Nonostante tutto, a Palermo c’è ancora chi lotta. Le associazioni antimafia, le scuole, e alcuni settori della Chiesa continuano l’opera di Puglisi. I giovani sono di nuovo al centro del dibattito. Progetti di educazione civica, iniziative sociali e culturali cercano di sottrarre le nuove generazioni al destino di povertà e criminalità.

Tuttavia, il cambiamento reale sembra ancora lontano. La crisi economica, la disoccupazione e la pandemia hanno aggravato situazioni già fragili. La mafia, intanto, non si ferma. Si adatta ai tempi, sfruttando ogni occasione per infiltrarsi dove ci sono vuoti istituzionali e sociali.

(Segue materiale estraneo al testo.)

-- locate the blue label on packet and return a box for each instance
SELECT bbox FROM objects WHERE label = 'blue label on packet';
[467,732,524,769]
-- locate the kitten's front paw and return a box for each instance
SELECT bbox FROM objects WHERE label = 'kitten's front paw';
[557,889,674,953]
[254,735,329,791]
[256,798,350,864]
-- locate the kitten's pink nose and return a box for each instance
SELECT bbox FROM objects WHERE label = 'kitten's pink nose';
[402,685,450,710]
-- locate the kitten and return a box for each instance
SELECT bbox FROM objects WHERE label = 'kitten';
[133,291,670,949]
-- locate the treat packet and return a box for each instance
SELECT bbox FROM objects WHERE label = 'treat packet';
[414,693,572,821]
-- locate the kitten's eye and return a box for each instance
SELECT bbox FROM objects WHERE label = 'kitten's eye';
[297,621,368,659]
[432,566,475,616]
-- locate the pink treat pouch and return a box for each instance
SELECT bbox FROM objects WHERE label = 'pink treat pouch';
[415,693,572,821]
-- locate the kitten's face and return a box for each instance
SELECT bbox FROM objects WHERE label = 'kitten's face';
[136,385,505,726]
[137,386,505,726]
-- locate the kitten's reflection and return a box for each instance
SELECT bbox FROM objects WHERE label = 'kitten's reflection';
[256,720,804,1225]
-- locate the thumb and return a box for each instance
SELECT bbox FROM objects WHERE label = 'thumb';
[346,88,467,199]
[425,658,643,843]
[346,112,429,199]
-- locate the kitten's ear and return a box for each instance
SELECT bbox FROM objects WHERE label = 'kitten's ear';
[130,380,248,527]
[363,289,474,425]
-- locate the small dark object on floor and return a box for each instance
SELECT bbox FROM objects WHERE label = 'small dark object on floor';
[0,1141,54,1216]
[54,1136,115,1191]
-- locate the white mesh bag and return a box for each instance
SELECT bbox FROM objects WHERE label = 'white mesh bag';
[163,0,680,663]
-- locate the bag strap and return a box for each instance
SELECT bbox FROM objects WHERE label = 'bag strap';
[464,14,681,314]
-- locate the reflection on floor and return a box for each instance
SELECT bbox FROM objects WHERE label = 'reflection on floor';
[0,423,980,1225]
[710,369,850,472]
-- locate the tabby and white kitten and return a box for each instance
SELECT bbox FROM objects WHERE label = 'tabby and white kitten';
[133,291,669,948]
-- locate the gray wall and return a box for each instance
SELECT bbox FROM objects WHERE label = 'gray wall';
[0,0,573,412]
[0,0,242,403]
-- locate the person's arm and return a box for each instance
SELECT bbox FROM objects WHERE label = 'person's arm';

Conclusione: un’eredità che chiede ancora risposte

A 31 anni dalla morte di Padre Puglisi, Palermo rimane una città divisa tra la voglia di cambiamento e l’incapacità di liberarsi del tutto dal controllo della mafia. Il sacrificio di Puglisi è stato un segnale potente di resistenza, ma da solo non è bastato. Il ricordo di quel prete coraggioso ci ricorda che la lotta non è finita, e che la vera vittoria arriverà solo quando i quartieri come Brancaccio saranno finalmente liberi dalla paura e dall’indifferenza.

Il cammino è ancora lungo, ma la speranza che Padre Puglisi ha seminato continua a germogliare, anche se timidamente, tra le strade di una città che aspetta ancora il suo riscatto.